Feb. 18, 2020

Diana Thorneycroft’s Black Forest explores the grotesque, the uncanny and otherness

New winter exhibition at Nickle Galleries raises questions about ‘humanimal’ art

The new exhibition at Nickle Galleries, Black Forest (dark waters), brings together three interconnected bodies of work by Canadian artist Diana Thorneycroft. 

The two sculptural installations are presented as physical evidence of the cryptic narrative that unfolds in the photographs. Thematically, the work addresses issues of difference, alteration, abjection; all tied together as in a fairy tale.

Herd consists of more than 150 plastic toy horses, half of which have been altered, galloping up a 40-foot ramp. At the end of the ramp, which is covered with a blanket of snow, the horses appear to leap through the gallery wall. While the familiar shapes and the stiff action poses remain for some of the horses, others are disfigured and morphed: melted, mangled, and altered with prosthetics, pieces of wood, nails, badger claws, bones, hair, and teeth. These horses appear at once vulnerable and powerful, tamed and wild.

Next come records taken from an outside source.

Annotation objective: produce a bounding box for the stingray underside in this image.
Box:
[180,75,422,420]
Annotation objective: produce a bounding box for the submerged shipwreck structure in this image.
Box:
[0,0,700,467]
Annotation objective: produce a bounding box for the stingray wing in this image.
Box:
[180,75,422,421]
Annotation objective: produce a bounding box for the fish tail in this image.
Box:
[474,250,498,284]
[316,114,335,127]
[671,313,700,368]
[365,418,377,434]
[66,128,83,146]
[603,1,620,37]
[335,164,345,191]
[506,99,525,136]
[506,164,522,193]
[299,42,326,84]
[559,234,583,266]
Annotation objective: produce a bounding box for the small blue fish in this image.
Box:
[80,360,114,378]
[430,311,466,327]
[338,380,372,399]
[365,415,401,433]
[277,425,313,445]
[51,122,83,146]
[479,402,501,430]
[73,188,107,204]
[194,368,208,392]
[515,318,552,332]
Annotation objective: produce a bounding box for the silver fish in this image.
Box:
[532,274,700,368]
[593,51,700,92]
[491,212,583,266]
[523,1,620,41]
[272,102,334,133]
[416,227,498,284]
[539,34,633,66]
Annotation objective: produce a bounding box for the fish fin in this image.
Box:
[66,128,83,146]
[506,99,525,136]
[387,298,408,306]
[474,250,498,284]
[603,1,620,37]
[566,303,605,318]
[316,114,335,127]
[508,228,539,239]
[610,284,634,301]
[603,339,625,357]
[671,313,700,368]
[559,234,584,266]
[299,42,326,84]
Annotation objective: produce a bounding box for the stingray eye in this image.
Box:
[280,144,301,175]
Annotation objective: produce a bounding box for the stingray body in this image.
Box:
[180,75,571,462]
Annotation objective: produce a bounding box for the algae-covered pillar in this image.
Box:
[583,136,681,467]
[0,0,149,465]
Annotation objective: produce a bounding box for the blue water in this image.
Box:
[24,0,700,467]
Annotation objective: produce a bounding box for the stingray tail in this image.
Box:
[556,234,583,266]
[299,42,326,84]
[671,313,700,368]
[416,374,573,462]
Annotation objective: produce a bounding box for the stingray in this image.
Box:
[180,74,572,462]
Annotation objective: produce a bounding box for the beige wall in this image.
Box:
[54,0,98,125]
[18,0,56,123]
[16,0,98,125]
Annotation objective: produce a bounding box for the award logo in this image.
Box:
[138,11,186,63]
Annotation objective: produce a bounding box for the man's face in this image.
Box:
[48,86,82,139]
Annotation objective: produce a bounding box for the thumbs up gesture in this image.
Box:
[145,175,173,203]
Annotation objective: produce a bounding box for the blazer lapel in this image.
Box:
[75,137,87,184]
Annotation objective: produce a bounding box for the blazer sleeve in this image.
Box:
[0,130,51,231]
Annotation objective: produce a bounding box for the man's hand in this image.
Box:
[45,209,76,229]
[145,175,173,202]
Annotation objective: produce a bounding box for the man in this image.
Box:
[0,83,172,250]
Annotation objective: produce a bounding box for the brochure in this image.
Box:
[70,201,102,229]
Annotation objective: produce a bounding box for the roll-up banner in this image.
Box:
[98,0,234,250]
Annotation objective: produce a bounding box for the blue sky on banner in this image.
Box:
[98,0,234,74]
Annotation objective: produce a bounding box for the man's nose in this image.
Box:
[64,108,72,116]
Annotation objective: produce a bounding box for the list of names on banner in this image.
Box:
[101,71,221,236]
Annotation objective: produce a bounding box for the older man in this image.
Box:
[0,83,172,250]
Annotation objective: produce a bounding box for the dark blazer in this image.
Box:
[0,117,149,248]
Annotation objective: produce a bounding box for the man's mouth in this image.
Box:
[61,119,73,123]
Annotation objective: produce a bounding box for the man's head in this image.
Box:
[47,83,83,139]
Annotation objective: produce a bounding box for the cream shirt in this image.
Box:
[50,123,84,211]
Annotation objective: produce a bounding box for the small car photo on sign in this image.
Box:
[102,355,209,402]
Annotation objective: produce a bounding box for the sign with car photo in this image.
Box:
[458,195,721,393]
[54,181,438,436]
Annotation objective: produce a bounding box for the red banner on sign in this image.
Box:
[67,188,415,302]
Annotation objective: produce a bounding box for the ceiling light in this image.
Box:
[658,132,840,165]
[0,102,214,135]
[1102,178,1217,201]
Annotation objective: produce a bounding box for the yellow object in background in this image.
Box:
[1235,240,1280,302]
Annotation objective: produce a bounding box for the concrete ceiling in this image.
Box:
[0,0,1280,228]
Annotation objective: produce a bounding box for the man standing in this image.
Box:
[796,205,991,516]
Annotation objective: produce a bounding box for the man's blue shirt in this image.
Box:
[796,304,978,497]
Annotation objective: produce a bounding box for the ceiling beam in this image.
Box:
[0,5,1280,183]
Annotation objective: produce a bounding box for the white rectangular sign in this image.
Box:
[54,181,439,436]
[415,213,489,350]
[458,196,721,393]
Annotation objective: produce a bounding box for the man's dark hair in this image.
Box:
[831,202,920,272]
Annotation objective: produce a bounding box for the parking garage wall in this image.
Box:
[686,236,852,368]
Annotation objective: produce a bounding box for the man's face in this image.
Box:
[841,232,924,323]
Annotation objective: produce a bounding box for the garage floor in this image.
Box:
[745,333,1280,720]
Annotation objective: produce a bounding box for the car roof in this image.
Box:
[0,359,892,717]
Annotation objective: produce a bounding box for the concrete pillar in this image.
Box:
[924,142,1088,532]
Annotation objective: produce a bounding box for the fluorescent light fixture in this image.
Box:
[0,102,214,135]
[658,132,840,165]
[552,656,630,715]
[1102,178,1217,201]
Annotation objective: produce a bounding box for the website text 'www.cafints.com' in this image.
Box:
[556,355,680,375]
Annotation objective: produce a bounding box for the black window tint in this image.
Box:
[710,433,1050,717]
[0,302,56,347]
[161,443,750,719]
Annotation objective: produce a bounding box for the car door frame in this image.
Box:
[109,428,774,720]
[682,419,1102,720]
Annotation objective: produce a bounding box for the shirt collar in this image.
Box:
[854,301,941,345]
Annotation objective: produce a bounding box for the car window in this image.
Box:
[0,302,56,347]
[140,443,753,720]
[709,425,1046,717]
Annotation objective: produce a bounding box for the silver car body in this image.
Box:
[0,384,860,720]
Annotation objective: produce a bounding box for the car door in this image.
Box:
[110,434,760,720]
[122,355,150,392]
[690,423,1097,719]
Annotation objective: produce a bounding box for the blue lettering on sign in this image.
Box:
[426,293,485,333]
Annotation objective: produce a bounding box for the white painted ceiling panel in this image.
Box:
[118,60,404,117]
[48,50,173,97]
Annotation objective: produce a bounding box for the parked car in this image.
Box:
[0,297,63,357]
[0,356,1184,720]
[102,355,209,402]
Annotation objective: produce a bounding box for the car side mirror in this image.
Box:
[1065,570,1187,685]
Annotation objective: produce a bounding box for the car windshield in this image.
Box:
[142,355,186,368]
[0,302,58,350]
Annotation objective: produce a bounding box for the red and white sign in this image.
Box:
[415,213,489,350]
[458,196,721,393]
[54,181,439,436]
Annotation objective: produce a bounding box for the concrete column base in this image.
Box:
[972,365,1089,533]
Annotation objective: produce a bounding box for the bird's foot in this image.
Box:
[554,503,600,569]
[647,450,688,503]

The photographic series Black Forest (dark waters) explores the relationship between horses and the humanoid keepers of their herd. The horses, herdsmen, and their interactions exist in the realm of the uncanny and the grotesque; informed by fairy tales and mythology, the Black Forest is a dangerous place that provides the stage for intersecting dynamics of power, violence, ritual, desire, and care.

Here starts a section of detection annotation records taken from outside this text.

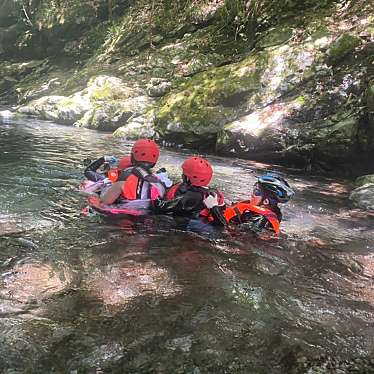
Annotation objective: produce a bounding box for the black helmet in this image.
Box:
[257,174,295,203]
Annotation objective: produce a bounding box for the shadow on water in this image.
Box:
[0,116,374,373]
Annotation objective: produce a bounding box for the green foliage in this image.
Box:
[221,0,268,40]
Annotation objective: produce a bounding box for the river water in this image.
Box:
[0,118,374,374]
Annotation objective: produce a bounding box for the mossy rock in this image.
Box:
[328,33,361,65]
[156,38,320,139]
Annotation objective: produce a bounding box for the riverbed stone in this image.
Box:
[355,174,374,187]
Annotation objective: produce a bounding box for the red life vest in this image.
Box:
[108,168,120,183]
[166,183,182,200]
[223,201,280,235]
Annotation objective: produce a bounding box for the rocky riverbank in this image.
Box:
[0,1,374,175]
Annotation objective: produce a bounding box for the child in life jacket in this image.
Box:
[204,174,295,234]
[100,139,166,204]
[84,156,131,182]
[153,156,226,222]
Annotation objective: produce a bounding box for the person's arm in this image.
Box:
[84,156,117,182]
[152,195,186,214]
[203,192,227,226]
[100,182,125,205]
[210,205,227,227]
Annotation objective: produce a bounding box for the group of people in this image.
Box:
[84,139,294,233]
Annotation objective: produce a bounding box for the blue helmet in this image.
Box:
[257,174,295,203]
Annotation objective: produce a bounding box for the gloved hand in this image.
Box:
[156,168,173,188]
[203,192,219,209]
[103,178,112,186]
[104,156,118,165]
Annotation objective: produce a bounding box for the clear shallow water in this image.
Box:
[0,115,374,374]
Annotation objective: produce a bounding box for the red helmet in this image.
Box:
[118,156,132,170]
[182,156,213,187]
[131,139,160,164]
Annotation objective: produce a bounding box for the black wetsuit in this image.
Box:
[84,157,106,182]
[153,183,225,224]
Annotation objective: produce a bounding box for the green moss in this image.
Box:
[328,33,361,64]
[156,37,318,134]
[295,95,305,105]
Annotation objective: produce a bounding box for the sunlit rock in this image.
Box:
[0,262,74,303]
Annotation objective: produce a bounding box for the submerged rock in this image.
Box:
[355,174,374,187]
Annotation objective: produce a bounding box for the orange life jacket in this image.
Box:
[223,201,280,235]
[108,168,120,183]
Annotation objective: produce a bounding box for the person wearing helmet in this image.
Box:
[153,156,224,221]
[100,139,166,204]
[204,174,295,234]
[84,156,131,182]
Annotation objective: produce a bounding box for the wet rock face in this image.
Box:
[349,183,374,212]
[18,76,152,131]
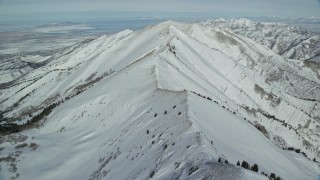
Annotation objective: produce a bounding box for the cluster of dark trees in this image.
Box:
[0,101,61,135]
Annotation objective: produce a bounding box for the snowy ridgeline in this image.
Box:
[0,21,320,180]
[203,19,320,60]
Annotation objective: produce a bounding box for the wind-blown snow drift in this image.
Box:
[0,21,320,179]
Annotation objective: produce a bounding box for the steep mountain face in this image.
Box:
[203,19,320,60]
[0,21,320,179]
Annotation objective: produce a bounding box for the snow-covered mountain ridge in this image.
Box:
[203,18,320,60]
[0,21,320,179]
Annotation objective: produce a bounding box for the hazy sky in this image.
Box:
[0,0,320,18]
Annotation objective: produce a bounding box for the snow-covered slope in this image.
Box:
[203,18,320,60]
[0,21,320,179]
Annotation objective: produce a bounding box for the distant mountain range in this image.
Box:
[0,19,320,180]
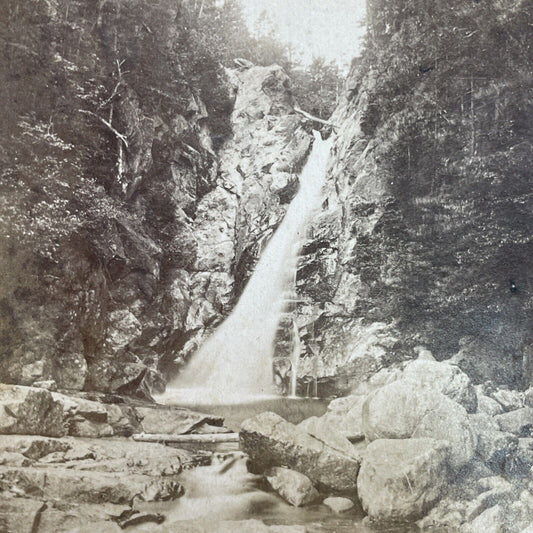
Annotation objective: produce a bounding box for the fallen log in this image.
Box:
[132,433,239,444]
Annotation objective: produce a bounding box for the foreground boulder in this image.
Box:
[265,466,320,507]
[402,359,477,413]
[357,439,449,523]
[239,412,360,493]
[0,384,67,437]
[412,397,477,470]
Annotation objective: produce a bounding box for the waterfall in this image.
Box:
[291,320,302,398]
[164,131,332,403]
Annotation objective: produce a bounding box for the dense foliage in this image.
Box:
[336,0,533,380]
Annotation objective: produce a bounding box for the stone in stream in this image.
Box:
[322,496,354,513]
[495,407,533,437]
[265,466,320,507]
[362,378,477,468]
[0,384,67,437]
[402,359,477,413]
[135,407,224,435]
[461,504,506,533]
[0,467,182,504]
[0,494,47,533]
[469,413,518,472]
[239,412,360,493]
[412,396,477,470]
[357,439,449,523]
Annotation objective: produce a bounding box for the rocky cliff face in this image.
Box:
[0,0,309,392]
[299,0,533,385]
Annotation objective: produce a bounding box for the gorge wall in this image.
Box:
[4,0,533,393]
[299,0,533,386]
[0,0,310,393]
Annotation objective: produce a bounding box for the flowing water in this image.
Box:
[132,452,417,533]
[158,132,332,404]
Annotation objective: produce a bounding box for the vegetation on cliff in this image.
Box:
[306,0,533,385]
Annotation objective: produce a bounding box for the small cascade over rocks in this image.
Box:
[159,131,333,403]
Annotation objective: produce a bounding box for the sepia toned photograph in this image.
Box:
[0,0,533,533]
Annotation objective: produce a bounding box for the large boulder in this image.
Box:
[357,439,449,523]
[0,467,183,504]
[239,412,360,493]
[265,466,320,507]
[402,359,477,413]
[362,379,440,441]
[0,497,47,533]
[0,384,67,437]
[412,397,477,470]
[461,504,505,533]
[495,407,533,437]
[470,413,518,472]
[363,380,477,468]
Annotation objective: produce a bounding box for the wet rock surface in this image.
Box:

Herd by Diana Thorneycroft, installation at Nickle Galleries, 2020.

Herd by Diana Thorneycroft, installation at Nickle Galleries, 2020.

Dave Brown, Libraries and Cultural Resources

Herd by Diana Thorneycroft, installation at Nickle Galleries, 2020.

Herd by Diana Thorneycroft, installation at Nickle Galleries, 2020.

Dave Brown, Libraries and Cultural Resources

The third body of work, Village, displayed on a large low plinth, consists of strange architectural constructions that “house” the herdsmen and some of the horses. Not unlike the sentient beings presented in the installation, the buildings, huts, chairs, swings, ladders etc. are structurally flawed and embellished with a myriad of equally unorthodox textures.

“Whether in personal or cultural domains, her work leads us to the edge between the familiar and the unknown, the disturbing and the tender, the abject and the strong, between dark humour and horror,” explains Christine Sowiak, chief curator at Nickle Galleries. “Whatever vehicle or proxy is in use, Thorneycroft looks at us, at humans and humanity — perhaps never more clearly than through the fantastic beastiery that waits in the gallery.”

Thorneycroft is a Winnipeg artist who has exhibited various bodies of work across Canada, the United States and Europe, as well as in Moscow, Tokyo and Sydney. She is the recipient of numerous awards including the 2016 Manitoba Arts Award of Distinction, an Assistance to Visual Arts Long-Term Grant from the Canada Council, several Senior Arts Grants from the Manitoba Arts Council and a Fleck Fellowship from the Banff Centre for the Arts.  Her work is represented locally at the Christine Klassen Gallery.

The exhibition, organized by Nickle Galleries, with exhibition catalogue by Art Gallery of Burlington, runs until April 11, 2020.

Diana Thorneycroft acknowledges support for the exhibition and tour from the Canada Council for the Arts, Manitoba Arts Council and Winnipeg Arts Council.